Mogelijk aangrijpingspunt gevonden voor behandeling helft van alle kankers

7 jul. 2025 10:45

Kankercellen kunnen door genetische veranderingen zwakke plekken ontwikkelen. Zulke kwetsbaarheden bieden kansen voor gerichte behandelingen met zogenoemde precisiemedicijnen. Onderzoekers van het Nederlands Kanker Instituut, onder leiding van Daniel Peeper, beschrijven in het wetenschappelijk vakblad Nature Genetics zo’n gen, dat een rol speelt in de helft van alle kankers.

In het laboratorium wordt vaak gezocht naar genen, waar kankercellen afhankelijk van zijn voor hun groei en overleving. Het idee daarachter is dat remming van dergelijke genen kankercellen kan stoppen of doden. Promovendus Tim Arnoldus besloot echter een andere weg te bewandelen. Hij maakte gebruik van enorme databases met informatie over de activiteit van genen in alle soorten kanker en gezonde weefsels. Met slimme computeranalyses speurde naar hij nieuwe gevoeligheden van kankercellen. Zo kwam hij op het spoor van een nieuwe zwakke plek, die mogelijk als aangrijpingspunt kan dienen voor een nieuwe behandeling.

Picture Arnoldus Et Al

Microscopiebeeld van een kankercel

Microscopiebeeld van een kankercel die is gedood door het inactiveren van het CDS2-gen. Daaraan voorafgaand hoopten zich minuscule vetdruppeltjes op, die nog zichtbaar zijn als blauwe stipjes. Het DNA van de dode kankercellen (roze) is verspreid in de omgeving.

Bewerkte foto door Tim Arnoldus, Gemma Driessen en Marjolein Mertz.
Legenda: roze = DNA van dode kanker, blauw = vetdruppels

Slim mechanisme

De onderzoekers gebruikten het principe van synthetische lethaliteit. Daarbij is het uitschakelen van één gen niet dodelijk voor de cel, maar van twee genen tegelijk wél. Zo werkt het bijvoorbeeld met het kankermedicijn olaparib, dat wordt gebruikt bij erfelijke borst- en eierstokkankerpatiënten met een mutatie in het BRCA-gen. Dit medicijn remt het PARP-eiwit, waardoor de kankercel gedood wordt.  

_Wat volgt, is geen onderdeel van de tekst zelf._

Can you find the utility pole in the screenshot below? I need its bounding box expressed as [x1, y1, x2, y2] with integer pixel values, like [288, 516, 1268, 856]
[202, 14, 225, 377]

Arnoldus vond een ander synthetisch lethaal genenpaar: CDS1 en CDS2, twee genen die sprekend op elkaar lijken. Elke cel in ons lichaam heeft minimaal één van deze twee genen nodig om te overleven. Hij ontdekte dat in een grote groep kankers het CDS1-gen niet werkt. Die kankercellen zijn daardoor volledig afhankelijk van CDS2. Als CDS2 wordt uitgeschakeld leidt het tot de dood van de kankercellen. In gezonde weefsels zijn beide genen actief, waardoor het remmen van CDS2 niet zal leiden tot celdood.

Moeilijk behandelbare tumoren

Kankers kunnen ontstaan uit cellen die veranderen als gevolg van een proces dat epitheliaal-naar-mesenchymale transitie (EMT) heet. Deze tumoren gedragen zich vaak agressief: ze zaaien uit en reageren slecht op bestaande behandelingen. In deze groep tumoren, die ongeveer de helft van alle kankers beslaat, staat het CDS1-gen uit.

De promovendus ontdekte in celkweek en muizen dat de remming van CDS2 ervoor zorgt dat kankercellen vetdruppeltjes ophopen. Normaal zet CDS2 deze druppeltjes om in vetten die de cel helpen overleven. Als dat niet meer lukt, raken de cellen in de war en gaan ze dood. Wat veelbelovend is, is dat de onderzoekers met computeranalyses en experimenten aantoonden dat het waarschijnlijk niet eenvoudig is voor kankercellen om resistentie te ontwikkeling tegen CDS2 remming. Dat maakt CDS2 tot een veelbelovend doelwit voor toekomstige medicijnen.

Volgende stap

In de toekomst kan deze kennis leiden tot een nieuwe behandeling met precisiemedicijnen. Een uitdaging hierbij is dat CDS2 en CDS1 sterk op elkaar lijken. De onderzoekers zijn nu in gesprek met gespecialiseerde laboratoria om CDS2-specifieke remmers te ontwikkelen.

Dit onderzoek werd gefinancierd door Oncode Institute en KWF Kankerbestrijding.